Vialls was a self-proclaimed private investigator dedicated to "exposing media disinformation," and made many claims in his reports disputing official explanations for events. The website thewebfairy.com wrote a comprehensive report, rebutting Vialls' claims regarding the crash of American Airlines Flight 77 into the Pentagon on 11 September 2001. The rebuttal centred mainly on Vialls' comparison of the Pentagon crash with an incident in which an Israeli El Al 747-200F cargo plane, flight 1862, crashed into a 12-story apartment block in the Amsterdam suburb of Bijlmer on 4 October 1992.
He also disputed the official explanation for the bombings of the Australian embassy and Marriott Hotel in Jakarta, Indonesia's capital. Vialls asserted that the explosives that authorities claimed were used in the Indonesian bombings were not powerful enough to have caused the damage and casualties that resulted. He claimed to demonstrate from photographs of the aftermath of each of the bombings, compared to the photographs taken in Northern Ireland where a 1,000 pound IRA bomb did not leave a crater or strip concrete from buildings, that a "micronuke" from Mossad's Dimona research and development facility in the Negev desert had been used. Vialls claims a device similar to the smallest United States nuclear weapon known as the Davy Crockett or M-388 round, a version of the W54 warhead, a very small sub-kiloton fission device, was used in the attacks. The Mk-54 weighed about 51 lb, with a selectable yield of 10 or 20 tons, which Vialls claimed was consistent with the damage inflicted in Bali and elsewhere. A complete Mk-54 round weighed 76 lb. One criticism of Vialls' theory was the absence of any radiation in Bali after the explosion. Vialls explained this flaw by arguing that Geiger counters cannot effectively detect alpha radiation, the most likely radiation to be present after the detonation of a plutonium fission bomb, since alpha particles are large and do not penetrate the walls of the Geiger-Muller tubes adequately enough to register radiation. In his investigation of the first Bali bomb, Vialls cited an opinion article in the Jakarta Post, Indonesia's largest English-language newspaper by circulation, written by an expatriate editor at the Post, which expounded a similar theory.
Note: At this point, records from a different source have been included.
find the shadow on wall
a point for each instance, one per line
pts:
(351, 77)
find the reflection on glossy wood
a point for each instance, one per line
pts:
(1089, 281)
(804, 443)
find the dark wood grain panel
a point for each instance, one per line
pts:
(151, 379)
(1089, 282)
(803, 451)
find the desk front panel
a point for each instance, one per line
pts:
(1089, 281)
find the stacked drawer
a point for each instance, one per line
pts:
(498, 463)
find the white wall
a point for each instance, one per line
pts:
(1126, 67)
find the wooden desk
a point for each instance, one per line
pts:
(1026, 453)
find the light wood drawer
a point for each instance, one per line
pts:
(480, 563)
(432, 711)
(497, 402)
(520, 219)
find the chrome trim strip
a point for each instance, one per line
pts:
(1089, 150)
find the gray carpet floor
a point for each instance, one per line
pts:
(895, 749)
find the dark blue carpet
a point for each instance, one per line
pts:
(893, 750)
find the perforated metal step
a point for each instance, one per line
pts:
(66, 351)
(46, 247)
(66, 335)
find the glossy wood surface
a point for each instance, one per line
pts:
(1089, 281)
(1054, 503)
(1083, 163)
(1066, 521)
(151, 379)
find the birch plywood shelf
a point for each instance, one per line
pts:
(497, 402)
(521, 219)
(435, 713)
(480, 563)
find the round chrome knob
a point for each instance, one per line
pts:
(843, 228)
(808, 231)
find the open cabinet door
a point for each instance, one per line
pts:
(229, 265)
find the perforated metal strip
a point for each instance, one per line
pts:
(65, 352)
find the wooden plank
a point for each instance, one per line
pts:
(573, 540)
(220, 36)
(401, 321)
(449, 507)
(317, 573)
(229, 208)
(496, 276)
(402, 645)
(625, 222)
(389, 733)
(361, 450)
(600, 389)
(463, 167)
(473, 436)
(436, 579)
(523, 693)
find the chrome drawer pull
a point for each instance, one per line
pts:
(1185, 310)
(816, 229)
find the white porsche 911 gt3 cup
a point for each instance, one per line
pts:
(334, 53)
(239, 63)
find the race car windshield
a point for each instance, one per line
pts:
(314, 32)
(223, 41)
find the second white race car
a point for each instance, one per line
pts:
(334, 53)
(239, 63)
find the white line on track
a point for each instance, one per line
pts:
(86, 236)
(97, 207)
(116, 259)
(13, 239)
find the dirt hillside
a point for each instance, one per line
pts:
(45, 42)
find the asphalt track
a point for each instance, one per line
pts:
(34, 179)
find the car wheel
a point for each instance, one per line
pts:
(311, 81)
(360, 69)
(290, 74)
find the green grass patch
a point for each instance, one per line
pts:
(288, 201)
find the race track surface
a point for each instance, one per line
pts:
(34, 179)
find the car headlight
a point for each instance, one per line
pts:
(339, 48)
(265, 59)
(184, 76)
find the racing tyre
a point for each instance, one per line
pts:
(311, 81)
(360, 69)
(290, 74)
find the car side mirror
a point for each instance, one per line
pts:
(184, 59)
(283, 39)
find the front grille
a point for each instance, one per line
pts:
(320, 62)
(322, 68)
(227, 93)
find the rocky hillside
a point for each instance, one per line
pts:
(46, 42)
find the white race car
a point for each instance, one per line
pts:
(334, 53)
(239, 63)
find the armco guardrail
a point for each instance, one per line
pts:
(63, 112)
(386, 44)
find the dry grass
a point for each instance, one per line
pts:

Vialls' theories have received popular support among leaders of some Muslim factions in Indonesia, who have cited his theories as fact. Indonesian internet forum Swara Muslim wrote an opinion piece stating that Vialls' claim that the bombing of the Australian embassy was conducted by the CIA and Mossad was "based on solid fact." Indonesian Muslim cleric Abu Bakar Ba'asyir told Australia's ABC radio that he believed Vialls' theory regarding the first Bali bomb was a correct one.

Death

After a period of illness, Vialls was reported to have died at the Royal Perth Hospital in Western Australia on 17 July 2005 of a heart attack.